Don Jenaro toma lo de siempre, costilla de guayaba. Abre la gaveta de su desvencijado escritorio y la acomoda al lado de un revólver recortado. Cuando nos despedimos lo noto más calmado, y con un gesto de gratitud beso la estampa de la virgen, me sonríe de vuelta esforzándose. Al doblar la esquina suelto las canastas para arrancarme el collar pero no puedo, simplemente no puedo.

Una ventisca húmeda corre por las aceras arremolinando basura, la gente apura el paso y una que otra sombrilla retoña bajo los chubascos. Frente a una tienda de electrodomésticos hay gente apiñada. Es imposible ver los televisores por encima del tumulto.

—¿Qué es lo que pasa?

—Hubo una balacera en la embajada de Chile, parece que el guarda se volvió loco, mató a varias personas y después se suicidó.

La estampa de la virgen me quema el pecho; en el cielo estalla un trueno, alguien grita:

—¡Empanadas!— no hago caso. —¡Empanadas!— vuelven a gritar. En este momento no podría vender ni aunque me mataran. —¡Empanadas!— reconozco la vos. Andrea me toma la cabeza y me da un beso.
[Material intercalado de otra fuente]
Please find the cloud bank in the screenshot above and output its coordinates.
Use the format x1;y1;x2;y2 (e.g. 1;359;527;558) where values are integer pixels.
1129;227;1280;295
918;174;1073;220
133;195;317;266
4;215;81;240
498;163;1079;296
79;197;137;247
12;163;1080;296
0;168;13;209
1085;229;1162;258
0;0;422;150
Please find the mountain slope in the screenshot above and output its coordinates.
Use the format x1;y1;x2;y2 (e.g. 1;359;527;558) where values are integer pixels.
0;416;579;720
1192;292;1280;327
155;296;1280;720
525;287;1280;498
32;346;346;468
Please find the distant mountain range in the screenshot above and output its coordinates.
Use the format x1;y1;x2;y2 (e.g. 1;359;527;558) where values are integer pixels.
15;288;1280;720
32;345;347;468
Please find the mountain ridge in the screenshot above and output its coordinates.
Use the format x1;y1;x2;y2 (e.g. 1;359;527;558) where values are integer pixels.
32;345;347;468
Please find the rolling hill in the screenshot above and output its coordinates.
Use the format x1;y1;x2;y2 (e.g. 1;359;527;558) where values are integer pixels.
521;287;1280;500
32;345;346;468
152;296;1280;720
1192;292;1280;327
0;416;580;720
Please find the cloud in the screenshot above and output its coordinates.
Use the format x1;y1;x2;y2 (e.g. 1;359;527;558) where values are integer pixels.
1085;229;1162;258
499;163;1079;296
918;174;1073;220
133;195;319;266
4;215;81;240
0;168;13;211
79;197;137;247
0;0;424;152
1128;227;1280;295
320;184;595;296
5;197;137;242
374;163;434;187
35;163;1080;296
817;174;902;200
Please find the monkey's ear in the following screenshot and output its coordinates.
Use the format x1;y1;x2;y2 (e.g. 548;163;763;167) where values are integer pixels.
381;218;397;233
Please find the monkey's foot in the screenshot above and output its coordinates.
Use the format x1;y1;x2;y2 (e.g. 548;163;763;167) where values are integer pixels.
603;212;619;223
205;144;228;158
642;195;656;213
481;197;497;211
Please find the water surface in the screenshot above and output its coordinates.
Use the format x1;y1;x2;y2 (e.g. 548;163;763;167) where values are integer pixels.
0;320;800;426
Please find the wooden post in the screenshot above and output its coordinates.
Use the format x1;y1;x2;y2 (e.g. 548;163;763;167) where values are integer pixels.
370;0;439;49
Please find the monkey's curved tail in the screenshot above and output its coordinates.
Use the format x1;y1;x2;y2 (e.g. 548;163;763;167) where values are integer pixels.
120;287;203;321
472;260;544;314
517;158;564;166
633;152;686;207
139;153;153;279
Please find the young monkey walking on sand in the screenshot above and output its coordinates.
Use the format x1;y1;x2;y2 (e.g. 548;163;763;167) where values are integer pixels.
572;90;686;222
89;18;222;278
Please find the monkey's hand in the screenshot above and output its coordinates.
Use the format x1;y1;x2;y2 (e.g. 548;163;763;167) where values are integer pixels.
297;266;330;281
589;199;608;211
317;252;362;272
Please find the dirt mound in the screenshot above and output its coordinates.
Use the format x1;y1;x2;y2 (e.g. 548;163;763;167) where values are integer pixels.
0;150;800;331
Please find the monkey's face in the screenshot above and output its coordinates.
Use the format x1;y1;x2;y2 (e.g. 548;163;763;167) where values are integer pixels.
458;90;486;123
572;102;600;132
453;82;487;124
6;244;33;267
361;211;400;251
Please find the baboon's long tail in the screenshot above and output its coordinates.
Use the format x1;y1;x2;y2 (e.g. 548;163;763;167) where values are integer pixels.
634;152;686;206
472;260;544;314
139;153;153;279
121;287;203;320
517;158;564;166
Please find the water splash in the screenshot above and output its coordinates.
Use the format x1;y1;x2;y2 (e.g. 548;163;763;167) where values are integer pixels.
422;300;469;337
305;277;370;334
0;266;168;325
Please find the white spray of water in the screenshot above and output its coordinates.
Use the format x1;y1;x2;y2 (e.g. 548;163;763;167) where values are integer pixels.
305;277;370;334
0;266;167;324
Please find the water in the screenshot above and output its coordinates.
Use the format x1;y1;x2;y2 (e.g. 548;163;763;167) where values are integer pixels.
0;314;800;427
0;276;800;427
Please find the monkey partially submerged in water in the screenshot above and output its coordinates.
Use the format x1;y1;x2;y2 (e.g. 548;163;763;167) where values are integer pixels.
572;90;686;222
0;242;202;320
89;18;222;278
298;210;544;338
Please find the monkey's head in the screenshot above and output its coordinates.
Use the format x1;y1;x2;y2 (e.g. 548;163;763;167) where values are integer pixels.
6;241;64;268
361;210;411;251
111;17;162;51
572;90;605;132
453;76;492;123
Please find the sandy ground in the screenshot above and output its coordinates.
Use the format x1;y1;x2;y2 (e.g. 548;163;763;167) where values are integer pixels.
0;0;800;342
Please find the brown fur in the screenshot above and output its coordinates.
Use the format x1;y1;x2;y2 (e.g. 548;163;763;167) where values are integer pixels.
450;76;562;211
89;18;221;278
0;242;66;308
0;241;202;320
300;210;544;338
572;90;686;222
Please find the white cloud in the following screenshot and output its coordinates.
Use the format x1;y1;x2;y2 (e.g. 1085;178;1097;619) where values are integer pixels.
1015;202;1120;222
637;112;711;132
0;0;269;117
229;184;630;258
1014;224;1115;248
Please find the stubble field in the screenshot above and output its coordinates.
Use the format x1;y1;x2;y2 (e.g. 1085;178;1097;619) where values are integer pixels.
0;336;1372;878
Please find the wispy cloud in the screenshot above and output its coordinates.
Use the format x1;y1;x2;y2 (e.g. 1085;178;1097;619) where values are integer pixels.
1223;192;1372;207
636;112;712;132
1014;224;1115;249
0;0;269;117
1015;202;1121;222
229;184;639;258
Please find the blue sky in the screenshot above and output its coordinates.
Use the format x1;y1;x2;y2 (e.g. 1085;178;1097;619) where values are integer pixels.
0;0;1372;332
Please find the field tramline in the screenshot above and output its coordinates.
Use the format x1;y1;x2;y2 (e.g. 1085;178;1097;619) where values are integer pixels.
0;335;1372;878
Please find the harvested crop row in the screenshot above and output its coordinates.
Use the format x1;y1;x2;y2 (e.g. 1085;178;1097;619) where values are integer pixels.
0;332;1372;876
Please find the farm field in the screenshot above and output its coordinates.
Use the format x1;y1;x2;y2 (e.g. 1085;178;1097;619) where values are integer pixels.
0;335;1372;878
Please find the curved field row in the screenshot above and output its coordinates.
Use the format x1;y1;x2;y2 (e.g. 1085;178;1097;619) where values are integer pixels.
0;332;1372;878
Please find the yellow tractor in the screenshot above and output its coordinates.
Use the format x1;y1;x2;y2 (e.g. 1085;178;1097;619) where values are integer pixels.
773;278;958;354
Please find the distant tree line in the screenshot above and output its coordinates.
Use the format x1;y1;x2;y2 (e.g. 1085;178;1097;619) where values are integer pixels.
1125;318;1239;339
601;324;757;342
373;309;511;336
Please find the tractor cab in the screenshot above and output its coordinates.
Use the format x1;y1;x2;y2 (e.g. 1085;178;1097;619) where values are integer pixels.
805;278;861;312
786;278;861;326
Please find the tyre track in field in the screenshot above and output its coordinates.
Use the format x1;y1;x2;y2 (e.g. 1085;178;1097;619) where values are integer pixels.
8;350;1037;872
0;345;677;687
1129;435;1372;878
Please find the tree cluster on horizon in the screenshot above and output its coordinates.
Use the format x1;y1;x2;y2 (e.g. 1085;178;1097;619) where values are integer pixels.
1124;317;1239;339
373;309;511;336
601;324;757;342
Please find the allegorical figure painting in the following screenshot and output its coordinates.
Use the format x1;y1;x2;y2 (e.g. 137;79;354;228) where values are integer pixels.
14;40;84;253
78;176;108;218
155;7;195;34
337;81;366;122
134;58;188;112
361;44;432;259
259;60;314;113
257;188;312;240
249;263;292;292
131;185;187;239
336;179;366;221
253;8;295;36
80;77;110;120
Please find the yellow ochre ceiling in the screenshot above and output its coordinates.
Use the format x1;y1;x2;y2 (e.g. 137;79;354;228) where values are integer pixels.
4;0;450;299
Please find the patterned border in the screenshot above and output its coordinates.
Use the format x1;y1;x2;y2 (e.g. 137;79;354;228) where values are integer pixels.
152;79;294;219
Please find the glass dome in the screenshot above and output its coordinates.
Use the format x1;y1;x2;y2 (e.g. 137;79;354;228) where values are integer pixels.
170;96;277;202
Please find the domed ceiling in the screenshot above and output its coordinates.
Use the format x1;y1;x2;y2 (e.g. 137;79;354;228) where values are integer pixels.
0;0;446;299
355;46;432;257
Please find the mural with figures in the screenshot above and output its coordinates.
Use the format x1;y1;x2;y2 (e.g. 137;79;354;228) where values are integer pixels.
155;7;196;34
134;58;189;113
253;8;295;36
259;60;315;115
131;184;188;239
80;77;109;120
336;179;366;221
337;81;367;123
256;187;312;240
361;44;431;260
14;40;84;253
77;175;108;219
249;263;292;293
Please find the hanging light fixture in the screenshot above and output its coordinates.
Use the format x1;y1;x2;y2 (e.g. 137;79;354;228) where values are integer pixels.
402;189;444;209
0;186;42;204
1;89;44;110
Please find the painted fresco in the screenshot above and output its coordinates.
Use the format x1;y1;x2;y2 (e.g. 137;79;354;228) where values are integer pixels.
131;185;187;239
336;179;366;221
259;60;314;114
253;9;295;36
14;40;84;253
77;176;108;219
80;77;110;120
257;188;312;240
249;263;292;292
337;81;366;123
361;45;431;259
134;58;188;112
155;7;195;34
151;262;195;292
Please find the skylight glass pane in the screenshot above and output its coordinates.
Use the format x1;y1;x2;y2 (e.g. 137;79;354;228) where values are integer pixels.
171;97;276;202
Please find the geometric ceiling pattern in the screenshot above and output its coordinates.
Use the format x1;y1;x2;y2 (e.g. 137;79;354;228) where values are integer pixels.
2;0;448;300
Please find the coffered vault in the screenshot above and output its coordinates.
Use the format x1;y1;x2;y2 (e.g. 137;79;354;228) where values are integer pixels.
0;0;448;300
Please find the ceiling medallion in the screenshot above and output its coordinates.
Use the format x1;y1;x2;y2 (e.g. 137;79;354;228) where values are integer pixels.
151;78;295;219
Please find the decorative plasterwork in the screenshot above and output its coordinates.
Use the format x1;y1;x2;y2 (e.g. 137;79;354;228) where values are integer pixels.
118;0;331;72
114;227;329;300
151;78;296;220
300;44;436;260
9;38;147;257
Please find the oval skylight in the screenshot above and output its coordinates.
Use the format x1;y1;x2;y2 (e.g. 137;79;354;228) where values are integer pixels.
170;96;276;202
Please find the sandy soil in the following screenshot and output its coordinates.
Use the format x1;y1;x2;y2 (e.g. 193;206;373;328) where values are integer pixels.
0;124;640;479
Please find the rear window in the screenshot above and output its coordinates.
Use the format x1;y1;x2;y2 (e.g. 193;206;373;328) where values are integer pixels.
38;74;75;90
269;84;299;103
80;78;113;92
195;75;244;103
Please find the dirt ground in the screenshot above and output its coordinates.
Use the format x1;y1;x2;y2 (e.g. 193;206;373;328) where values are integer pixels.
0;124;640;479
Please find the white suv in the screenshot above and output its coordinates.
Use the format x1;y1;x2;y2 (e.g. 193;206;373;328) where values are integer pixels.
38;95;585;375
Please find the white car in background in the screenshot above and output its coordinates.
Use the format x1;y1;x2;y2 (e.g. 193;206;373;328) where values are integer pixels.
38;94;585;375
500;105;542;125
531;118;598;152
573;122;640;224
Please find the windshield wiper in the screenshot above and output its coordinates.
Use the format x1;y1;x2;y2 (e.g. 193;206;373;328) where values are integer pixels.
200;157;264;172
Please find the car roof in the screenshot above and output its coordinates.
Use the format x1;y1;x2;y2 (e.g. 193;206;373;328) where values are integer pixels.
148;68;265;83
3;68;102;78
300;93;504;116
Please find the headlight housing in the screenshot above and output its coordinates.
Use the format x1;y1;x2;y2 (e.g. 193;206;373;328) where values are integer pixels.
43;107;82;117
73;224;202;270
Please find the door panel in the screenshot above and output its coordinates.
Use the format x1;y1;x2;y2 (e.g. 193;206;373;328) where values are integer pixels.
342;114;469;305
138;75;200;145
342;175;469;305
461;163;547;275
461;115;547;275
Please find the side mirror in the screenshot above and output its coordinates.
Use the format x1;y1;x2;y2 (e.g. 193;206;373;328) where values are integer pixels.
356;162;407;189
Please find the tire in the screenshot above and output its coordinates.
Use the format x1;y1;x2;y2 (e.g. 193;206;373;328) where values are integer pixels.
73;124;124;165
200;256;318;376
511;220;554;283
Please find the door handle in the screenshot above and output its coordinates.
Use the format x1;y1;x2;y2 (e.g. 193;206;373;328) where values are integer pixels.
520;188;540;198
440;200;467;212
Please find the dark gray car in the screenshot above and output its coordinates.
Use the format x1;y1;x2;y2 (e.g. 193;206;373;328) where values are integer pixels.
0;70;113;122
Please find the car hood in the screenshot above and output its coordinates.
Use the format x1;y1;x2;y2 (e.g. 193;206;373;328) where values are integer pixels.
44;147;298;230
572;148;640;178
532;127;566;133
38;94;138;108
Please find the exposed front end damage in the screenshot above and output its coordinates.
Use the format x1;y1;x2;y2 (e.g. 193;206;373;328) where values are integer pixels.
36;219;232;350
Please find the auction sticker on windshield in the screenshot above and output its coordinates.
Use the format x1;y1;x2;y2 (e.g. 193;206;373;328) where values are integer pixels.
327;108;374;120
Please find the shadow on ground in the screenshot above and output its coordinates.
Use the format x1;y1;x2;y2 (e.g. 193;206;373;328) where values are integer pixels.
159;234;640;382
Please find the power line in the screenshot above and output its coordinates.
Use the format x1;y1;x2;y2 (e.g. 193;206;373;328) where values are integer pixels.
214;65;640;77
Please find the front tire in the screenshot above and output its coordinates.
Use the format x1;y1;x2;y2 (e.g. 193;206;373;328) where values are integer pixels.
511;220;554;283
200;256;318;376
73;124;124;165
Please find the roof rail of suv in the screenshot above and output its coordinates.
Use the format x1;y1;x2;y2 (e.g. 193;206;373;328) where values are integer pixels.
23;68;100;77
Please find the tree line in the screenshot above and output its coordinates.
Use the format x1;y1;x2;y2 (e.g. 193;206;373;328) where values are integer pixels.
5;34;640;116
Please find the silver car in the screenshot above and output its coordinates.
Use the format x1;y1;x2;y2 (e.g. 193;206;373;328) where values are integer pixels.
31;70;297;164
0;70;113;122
La miro, y con un golpe de vista me entrega toda la juventud de su sonrisa.

—Lo de los cuchillos no vuelve a pasar, lo juro, perdóname, por favor perdóname— repite Andrea.

Yo quiero ser libre otra vez en su abrazo y me arrepiento de haberla sacado momentáneamente de mi vida. Quiero decirle que la amo pero no puedo, porque la pistola de don Jenaro sigue disparándose, y se repite y se repite en mi mente, y Andrea no entiende, ¿cómo va a entender si no puedo ni hablar?